Effectively store a triangular matrix

If you want to save space and the overhead of allocating each row of the matrix, you can implement a triangular matrix using smart indexing of one array.

The lower triangular matrix (including diagonals) has the following properties:

  Dimension Matrix Elements / row Total elements
 1 x  .  .  eleven
 2 xx.  .  2 3
 3 xxx.  3 6
 4 xxxx 4 10
 ...

Total number of elements for a given dimension:

 size(d) = 1 + 2 + 3 + ... + d = (d+1)(d/2) 

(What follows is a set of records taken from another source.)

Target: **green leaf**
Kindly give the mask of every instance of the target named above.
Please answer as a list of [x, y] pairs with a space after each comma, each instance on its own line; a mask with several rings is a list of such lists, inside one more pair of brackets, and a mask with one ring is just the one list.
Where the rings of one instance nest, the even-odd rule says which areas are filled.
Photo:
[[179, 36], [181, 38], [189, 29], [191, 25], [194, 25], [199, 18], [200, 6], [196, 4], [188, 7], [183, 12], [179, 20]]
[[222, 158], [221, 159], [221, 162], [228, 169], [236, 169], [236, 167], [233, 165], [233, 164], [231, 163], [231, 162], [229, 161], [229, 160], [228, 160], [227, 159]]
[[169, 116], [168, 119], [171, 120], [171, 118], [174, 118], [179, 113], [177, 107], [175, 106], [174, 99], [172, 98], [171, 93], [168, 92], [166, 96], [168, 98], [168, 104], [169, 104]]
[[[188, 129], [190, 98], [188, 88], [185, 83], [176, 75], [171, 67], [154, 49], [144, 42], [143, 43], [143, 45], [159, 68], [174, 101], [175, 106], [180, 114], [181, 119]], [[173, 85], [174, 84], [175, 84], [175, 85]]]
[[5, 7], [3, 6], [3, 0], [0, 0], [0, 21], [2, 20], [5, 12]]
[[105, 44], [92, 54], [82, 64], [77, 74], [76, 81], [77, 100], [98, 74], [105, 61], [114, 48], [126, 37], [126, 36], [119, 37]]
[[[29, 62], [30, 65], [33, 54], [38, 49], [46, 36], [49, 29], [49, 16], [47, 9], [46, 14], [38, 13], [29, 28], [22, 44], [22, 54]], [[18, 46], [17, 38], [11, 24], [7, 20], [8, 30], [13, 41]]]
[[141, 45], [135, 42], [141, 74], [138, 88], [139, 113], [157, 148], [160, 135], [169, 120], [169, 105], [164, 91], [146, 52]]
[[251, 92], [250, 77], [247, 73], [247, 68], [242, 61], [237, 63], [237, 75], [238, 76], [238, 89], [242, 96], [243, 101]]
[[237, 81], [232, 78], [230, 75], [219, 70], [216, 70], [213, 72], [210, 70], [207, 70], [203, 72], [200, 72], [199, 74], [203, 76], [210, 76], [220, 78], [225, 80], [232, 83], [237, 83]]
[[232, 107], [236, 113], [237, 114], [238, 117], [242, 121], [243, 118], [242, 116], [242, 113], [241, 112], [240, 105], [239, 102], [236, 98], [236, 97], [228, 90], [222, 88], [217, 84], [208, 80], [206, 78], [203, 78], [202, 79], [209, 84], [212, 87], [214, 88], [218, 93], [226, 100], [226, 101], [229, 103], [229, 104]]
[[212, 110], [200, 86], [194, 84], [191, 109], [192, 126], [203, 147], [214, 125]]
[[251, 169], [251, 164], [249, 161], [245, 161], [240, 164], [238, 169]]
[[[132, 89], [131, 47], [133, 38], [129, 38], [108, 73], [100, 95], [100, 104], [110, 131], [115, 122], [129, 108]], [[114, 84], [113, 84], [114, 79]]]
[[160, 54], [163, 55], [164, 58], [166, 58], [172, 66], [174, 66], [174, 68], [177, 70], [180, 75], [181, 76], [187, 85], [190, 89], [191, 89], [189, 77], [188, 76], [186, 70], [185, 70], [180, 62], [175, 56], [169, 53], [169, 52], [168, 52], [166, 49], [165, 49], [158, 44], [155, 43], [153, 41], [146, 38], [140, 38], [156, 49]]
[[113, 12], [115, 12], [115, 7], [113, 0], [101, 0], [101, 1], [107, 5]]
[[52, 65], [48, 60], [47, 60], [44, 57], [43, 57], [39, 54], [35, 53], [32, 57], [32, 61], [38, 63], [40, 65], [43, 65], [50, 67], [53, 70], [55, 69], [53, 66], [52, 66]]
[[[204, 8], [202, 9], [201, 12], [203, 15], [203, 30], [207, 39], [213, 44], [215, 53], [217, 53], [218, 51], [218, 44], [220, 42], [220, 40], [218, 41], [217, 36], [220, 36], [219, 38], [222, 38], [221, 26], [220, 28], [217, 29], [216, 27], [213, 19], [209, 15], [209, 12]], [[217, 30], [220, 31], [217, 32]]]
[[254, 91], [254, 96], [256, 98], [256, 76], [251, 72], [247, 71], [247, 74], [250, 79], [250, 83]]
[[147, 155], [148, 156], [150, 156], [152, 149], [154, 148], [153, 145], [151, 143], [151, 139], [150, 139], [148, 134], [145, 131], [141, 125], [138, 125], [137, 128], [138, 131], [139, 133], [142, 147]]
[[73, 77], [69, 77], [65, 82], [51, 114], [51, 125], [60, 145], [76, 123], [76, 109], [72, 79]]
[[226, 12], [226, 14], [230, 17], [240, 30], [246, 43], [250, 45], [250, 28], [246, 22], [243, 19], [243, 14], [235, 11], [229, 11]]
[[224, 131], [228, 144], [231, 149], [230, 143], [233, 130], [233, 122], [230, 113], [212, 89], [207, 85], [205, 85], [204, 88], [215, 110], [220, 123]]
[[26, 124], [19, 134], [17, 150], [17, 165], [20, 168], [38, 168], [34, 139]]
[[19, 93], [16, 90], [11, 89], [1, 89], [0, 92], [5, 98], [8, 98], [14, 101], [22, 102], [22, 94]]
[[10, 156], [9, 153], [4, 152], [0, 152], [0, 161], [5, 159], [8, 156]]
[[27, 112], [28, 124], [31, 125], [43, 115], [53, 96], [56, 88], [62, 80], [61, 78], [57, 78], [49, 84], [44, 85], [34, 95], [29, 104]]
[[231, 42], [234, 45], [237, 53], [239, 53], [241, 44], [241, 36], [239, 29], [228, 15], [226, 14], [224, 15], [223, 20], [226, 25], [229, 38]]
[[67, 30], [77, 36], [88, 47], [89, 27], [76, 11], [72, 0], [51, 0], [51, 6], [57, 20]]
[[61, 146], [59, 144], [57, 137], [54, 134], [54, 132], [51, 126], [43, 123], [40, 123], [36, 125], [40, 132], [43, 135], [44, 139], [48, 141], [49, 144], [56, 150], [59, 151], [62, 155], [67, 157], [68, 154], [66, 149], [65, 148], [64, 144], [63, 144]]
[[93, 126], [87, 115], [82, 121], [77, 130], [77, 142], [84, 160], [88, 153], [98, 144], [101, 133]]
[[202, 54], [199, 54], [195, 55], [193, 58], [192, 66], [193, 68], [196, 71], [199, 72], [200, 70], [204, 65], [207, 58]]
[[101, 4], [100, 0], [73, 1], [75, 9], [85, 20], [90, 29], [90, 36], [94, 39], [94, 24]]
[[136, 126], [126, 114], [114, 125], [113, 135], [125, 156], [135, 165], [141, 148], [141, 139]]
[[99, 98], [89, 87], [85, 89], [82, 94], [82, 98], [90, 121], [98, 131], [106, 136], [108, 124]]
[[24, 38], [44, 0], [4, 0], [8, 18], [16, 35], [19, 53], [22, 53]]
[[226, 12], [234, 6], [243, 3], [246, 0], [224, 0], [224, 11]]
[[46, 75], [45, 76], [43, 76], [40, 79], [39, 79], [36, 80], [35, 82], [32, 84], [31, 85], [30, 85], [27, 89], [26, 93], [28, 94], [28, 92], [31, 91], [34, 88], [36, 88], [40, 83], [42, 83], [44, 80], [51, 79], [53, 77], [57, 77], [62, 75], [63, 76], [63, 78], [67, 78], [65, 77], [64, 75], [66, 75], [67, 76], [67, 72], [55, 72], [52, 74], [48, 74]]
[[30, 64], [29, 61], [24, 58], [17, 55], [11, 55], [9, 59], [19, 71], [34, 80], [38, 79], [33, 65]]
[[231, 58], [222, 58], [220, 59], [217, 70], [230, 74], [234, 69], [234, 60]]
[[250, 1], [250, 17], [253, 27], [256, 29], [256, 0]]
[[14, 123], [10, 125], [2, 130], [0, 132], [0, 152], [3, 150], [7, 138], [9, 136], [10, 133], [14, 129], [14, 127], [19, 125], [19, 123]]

If you put rows sequentially in one array, you can use the above formula to calculate the offset of a given row and column (both based on zero) inside the matrix:

 index(r,c) = size(r-1) + c 

The above formulas for the lower triangular matrix. You can access the upper matrix as if it were the lower matrix by simply changing the indices:

 index((d-1)-r, (d-1)-c) 

If you have problems changing the orientation of the array, you can develop a different offset calculation for the upper array, for example:

 uindex(r,c) = size(d)-size(dr) + cr 

Code example:

 #include <time.h> #include <stdio.h> #include <stdlib.h> #define TRM_SIZE(dim) (((dim)*(dim+1))/2) #define TRM_OFFSET(r,c) (TRM_SIZE((r)-1)+(c)) #define TRM_INDEX(m,r,c) ((r)<(c) ? 0 : (m)[TRM_OFFSET((r),(c))]) #define TRM_UINDEX(m,r,c,d) ((r)>(c)?0:(m)[TRM_SIZE(d)-TRM_SIZE((d)-(r))+(c)-(r)]) #define UMACRO 0 int main (void) { int i, j, k, dimension; int *ml, *mu, *mr; printf ("Enter dimension: "); if (!scanf ("%2d", &dimension)) { return 1; } ml = calloc (TRM_SIZE(dimension), sizeof *ml); mu = calloc (TRM_SIZE(dimension), sizeof *mu); mr = calloc (dimension*dimension, sizeof *mr); if (!ml || !mu || !mr) { free (ml); free (mu); free (mr); return 2; } /* Initialization */ srand (time (0)); for (i = 0; i < TRM_SIZE(dimension); i++) { ml[i] = 100.0*rand() / RAND_MAX; mu[i] = 100.0*rand() / RAND_MAX; } /* Multiplication */ for (i = 0; i < dimension; i++) { for (j = 0; j < dimension; j++) { for (k = 0; k < dimension; k++) { mr[i*dimension + j] += #if UMACRO TRM_INDEX(ml, i, k) * TRM_UINDEX(mu, k, j, dimension); #else TRM_INDEX(ml, i, k) * TRM_INDEX(mu, dimension-1-k, dimension-1-j); #endif } } } /* Output */ puts ("Lower array"); for (i = 0; i < dimension; i++) { for (j = 0; j < dimension; j++) { printf (" %2d", TRM_INDEX(ml, i, j)); } putchar ('\n'); } puts ("Upper array"); for (i = 0; i < dimension; i++) { for (j = 0; j < dimension; j++) { #if UMACRO printf (" %2d", TRM_UINDEX(mu, i, j, dimension)); #else printf (" %2d", TRM_INDEX(mu, dimension-1-i, dimension-1-j)); #endif } putchar ('\n'); } puts ("Result"); for (i = 0; i < dimension; i++) { for (j = 0; j < dimension; j++) { printf (" %5d", mr[i*dimension + j]); } putchar ('\n'); } free (mu); free (ml); free (mr); return 0; } 

Please note that this is a trivial example. You can expand it to wrap the pointer over the matrix inside the structure, which also stores the type of matrix (upper or lower triangle or square), as well as the dimensions and write access functions that work accordingly, depending on the type of matrix.

For any non-trivial use of matrices, you should probably use a third-party library that specializes in matrices.